You do not need to use a variable string to find the character at a particular position. You can also use a literal:

var chr=charAt("Now is the time",9);

This code snippet using a literal string would also result in:

chr="e";

What happens if you ask for the character at a position past the end of the string?

var str="Now is the time";
var chr=charAt(str,15);

This code snippet would result in:

chr="";

Why? Because 15 is out of range. Whenever you ask for a character at a position not existing in the string, the variable will be set to "" (empty, or nothing)

x=variable.indexOf(var,y);

This is a very important built-in call that you will use many times in your own scripts. It permits you to find out if a word exists in a sentence, for example, and where it is, if it does.

In conjunction with the built-in .substring(); call you can take apart sentences and rewrite them, check to see what information was entered in a form, etc.
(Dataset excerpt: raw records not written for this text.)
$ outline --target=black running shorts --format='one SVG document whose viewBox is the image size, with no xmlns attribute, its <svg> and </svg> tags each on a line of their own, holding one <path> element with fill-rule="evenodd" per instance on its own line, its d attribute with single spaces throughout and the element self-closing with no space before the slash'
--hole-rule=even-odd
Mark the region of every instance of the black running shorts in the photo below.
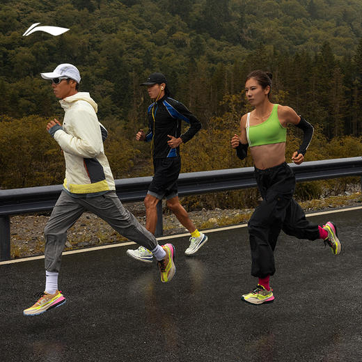
<svg viewBox="0 0 362 362">
<path fill-rule="evenodd" d="M 148 187 L 148 194 L 159 200 L 166 200 L 178 196 L 178 178 L 181 170 L 181 159 L 168 157 L 154 159 L 155 175 Z"/>
</svg>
variable is any literal string or a variable you have set equal to a string.

var is a literal string or a variable you have set equal to a string comprised of the single letter, group of letters or word you are looking for in variable.

y is the position in variable where you want the search for your characters to begin. It can be any literal whole number or a variable you have set equal to a whole number from 0 to the length of variable minus one .

Timesaver: The y does not have to appear in the .indexOf(); call. If you leave it out, the call will start looking at the first character of variable (position 0). Characters in your string are counted from left to right. The position of the first character is 0, and the position of the last character is one less than the length of your string.

You don't need to include a value for position for most searches, since you nearly always will be searching the whole string and JavaScript will assume you mean 0 for position if you don't place a value in y.

If your var group is not found in variable, you will get back a value of -1, that is, x will be set equal to -1.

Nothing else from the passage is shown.